Hummingbird on Mimosa-5798 bee

June is an important time in the annual cycle of many birds, a time when they build nests, hatch chicks and hopefully fledge young to help ensure the continuation of their species. This got me to thinking....how do birds mate, anyway?

It's pretty obvious that birds don't have the same reproductive parts we do, even if you're only a casual observer. Instead, both male and female birds have a small opening through which vital fluids are transferred with a brief touch during mating. However, their courtship rituals echo our own behavior - elaborate visual and auditory displays that can last far longer than the actual act itself. These displays are meant to show off the male’s virility, to convince the female that he is her best possible choice to help her create the strongest, healthiest chicks with the best chance of survival. Sound familiar?

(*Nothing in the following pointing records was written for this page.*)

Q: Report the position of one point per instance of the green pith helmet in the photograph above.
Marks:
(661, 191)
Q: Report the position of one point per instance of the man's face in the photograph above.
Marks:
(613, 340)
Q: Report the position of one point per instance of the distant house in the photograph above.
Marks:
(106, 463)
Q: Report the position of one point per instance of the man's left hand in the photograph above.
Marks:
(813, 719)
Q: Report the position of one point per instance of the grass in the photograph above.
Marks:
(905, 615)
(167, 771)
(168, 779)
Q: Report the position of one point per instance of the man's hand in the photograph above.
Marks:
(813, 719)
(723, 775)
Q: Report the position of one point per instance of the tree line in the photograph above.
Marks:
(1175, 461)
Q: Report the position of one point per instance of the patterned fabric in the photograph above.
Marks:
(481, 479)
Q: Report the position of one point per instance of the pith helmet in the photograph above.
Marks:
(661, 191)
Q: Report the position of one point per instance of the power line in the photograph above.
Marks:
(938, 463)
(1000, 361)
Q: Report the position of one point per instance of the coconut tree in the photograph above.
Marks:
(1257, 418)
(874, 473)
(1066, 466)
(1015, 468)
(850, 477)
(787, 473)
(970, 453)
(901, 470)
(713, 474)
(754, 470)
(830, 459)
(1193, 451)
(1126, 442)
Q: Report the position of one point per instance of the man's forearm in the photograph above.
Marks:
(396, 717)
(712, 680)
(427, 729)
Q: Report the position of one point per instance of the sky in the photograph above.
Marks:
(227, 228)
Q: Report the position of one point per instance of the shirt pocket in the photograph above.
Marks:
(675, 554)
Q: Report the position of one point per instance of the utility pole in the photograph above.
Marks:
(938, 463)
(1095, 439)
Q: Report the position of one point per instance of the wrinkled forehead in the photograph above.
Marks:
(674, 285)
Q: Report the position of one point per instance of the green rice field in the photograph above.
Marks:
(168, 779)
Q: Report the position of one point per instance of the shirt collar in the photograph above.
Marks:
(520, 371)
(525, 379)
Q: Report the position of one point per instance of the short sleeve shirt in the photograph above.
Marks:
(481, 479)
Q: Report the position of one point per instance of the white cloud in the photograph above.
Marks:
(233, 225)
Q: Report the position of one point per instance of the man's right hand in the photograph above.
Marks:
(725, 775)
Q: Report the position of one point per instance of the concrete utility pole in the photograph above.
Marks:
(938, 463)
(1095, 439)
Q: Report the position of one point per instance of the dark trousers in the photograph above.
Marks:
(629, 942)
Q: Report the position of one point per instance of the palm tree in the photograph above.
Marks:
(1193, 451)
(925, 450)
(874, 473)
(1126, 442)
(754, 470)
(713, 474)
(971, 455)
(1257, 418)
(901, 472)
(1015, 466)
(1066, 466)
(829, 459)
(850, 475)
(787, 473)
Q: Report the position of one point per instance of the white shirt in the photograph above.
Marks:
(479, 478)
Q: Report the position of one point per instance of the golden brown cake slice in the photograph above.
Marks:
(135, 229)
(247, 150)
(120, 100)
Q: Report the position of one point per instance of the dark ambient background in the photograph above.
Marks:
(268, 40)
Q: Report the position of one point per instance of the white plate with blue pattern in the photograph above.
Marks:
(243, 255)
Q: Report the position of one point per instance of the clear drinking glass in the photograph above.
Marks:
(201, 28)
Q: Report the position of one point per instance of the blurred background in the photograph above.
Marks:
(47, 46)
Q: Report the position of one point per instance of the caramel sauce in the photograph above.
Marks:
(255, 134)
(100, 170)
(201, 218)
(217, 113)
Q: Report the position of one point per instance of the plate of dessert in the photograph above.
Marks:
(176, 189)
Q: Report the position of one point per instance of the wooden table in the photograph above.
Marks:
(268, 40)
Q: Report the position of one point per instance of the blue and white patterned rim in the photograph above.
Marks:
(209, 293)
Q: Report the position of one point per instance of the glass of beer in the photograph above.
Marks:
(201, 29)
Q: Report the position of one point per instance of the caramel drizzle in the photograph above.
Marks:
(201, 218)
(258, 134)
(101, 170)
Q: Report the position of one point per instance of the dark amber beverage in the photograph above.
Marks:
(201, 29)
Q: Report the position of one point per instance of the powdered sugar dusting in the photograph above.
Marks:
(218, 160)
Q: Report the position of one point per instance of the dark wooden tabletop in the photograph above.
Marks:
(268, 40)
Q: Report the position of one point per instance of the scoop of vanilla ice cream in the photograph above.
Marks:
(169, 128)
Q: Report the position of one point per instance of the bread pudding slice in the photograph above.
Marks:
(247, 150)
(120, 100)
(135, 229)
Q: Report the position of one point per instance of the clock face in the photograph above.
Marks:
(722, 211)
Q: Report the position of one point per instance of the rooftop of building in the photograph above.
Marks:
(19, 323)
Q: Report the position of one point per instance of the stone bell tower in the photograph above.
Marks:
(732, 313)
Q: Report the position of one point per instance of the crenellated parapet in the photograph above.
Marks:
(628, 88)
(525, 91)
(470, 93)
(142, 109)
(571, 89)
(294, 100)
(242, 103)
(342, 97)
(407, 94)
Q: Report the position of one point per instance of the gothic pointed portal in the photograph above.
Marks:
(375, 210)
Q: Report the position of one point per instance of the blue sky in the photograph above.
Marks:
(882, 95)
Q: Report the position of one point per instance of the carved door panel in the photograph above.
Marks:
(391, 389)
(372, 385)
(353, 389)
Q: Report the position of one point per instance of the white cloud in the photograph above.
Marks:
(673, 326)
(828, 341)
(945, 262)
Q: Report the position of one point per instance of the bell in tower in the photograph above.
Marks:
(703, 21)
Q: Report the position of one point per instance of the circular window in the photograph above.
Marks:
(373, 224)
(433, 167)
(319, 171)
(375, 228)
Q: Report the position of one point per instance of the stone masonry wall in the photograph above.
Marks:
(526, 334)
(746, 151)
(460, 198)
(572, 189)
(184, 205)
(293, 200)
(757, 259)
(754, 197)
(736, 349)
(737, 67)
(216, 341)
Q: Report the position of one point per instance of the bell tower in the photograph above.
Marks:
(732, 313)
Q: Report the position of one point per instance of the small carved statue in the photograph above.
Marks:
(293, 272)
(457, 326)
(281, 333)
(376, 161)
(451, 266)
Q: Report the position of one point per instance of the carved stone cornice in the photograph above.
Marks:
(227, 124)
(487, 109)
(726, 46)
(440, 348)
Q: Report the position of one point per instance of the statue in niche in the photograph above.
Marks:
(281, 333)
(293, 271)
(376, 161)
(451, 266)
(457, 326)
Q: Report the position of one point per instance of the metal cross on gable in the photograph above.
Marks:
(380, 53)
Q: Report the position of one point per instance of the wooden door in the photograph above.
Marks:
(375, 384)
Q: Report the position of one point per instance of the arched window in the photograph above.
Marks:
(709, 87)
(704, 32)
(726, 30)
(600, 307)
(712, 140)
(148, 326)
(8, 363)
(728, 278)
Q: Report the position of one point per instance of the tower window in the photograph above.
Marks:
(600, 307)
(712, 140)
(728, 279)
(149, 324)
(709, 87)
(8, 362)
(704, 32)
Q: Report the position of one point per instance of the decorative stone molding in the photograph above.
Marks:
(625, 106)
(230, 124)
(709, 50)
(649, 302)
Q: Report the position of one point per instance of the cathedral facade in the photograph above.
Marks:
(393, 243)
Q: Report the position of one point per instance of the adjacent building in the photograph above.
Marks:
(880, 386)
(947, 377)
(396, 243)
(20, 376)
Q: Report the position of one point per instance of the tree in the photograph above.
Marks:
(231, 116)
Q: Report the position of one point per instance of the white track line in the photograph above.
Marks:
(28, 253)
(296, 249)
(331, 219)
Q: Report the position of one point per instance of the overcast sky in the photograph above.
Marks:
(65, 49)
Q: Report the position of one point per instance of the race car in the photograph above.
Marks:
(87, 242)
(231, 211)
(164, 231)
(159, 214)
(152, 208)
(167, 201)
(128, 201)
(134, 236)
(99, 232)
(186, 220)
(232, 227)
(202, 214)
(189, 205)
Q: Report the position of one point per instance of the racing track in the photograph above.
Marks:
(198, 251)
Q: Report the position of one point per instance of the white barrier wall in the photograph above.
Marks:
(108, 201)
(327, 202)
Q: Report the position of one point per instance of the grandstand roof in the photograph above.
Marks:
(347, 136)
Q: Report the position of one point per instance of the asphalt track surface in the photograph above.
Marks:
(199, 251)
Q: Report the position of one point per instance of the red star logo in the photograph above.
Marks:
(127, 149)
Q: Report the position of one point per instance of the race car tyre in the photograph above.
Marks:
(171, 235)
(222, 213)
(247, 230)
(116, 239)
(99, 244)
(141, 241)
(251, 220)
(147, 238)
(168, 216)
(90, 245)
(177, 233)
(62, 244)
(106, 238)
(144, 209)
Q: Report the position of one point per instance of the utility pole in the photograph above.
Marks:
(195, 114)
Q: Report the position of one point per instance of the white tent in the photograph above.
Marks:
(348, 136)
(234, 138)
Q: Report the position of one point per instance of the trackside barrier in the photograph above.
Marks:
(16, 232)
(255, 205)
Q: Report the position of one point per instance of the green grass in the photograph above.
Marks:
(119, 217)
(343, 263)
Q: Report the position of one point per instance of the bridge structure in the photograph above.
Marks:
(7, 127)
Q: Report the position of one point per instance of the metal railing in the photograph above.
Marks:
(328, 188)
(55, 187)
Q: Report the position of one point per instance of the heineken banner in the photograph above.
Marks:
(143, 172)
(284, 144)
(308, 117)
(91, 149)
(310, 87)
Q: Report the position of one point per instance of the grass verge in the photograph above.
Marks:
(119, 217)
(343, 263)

I've watched the mating process and seen the various species constructing their nests in the trees around my neighborhood over the last month and now I'm seeing the fledglings as they struggle to learn how to survive. Some don't make it. It breaks my heart to see nests ravaged by predators, baby birds fallen from nests, some injured, others dead. But that's Mother Nature.

Unlike kittens and puppies that are adorable no matter what the breed, these baby birds run the gamut from cute little fluff balls to scraggly bundles of feathers on twiggy legs with faces that only a mother could love. You'll see what I mean as you thumb through this gallery of baby birds photos. Regardless of their looks, I'm thrilled they are here and its been a delight to watch their antics as they become a part of the fabric of our world.

Click on an image to view them as a slide show and, remember, all images are copyrighted.

4 thoughts on “Sex in the City = June Baby Boom”

  1. Lyndie, I really enjoyed the blog and the excellent quality writing and photos. Keep em coming! (BTW, the opening is called the cloaca and the sex act is called cloacal apposition!! No one really uses these terms I learned in an Intro to Ornithology course I took ages ago but I had to share them with you.)

    1. Thank you, Susan! I really appreciate the feedback. I am familiar with the terms, but decided to keep the description less technical and more lighthearted, although I did consider using “cloaca kisses,” a term I thought so eloquently described the act!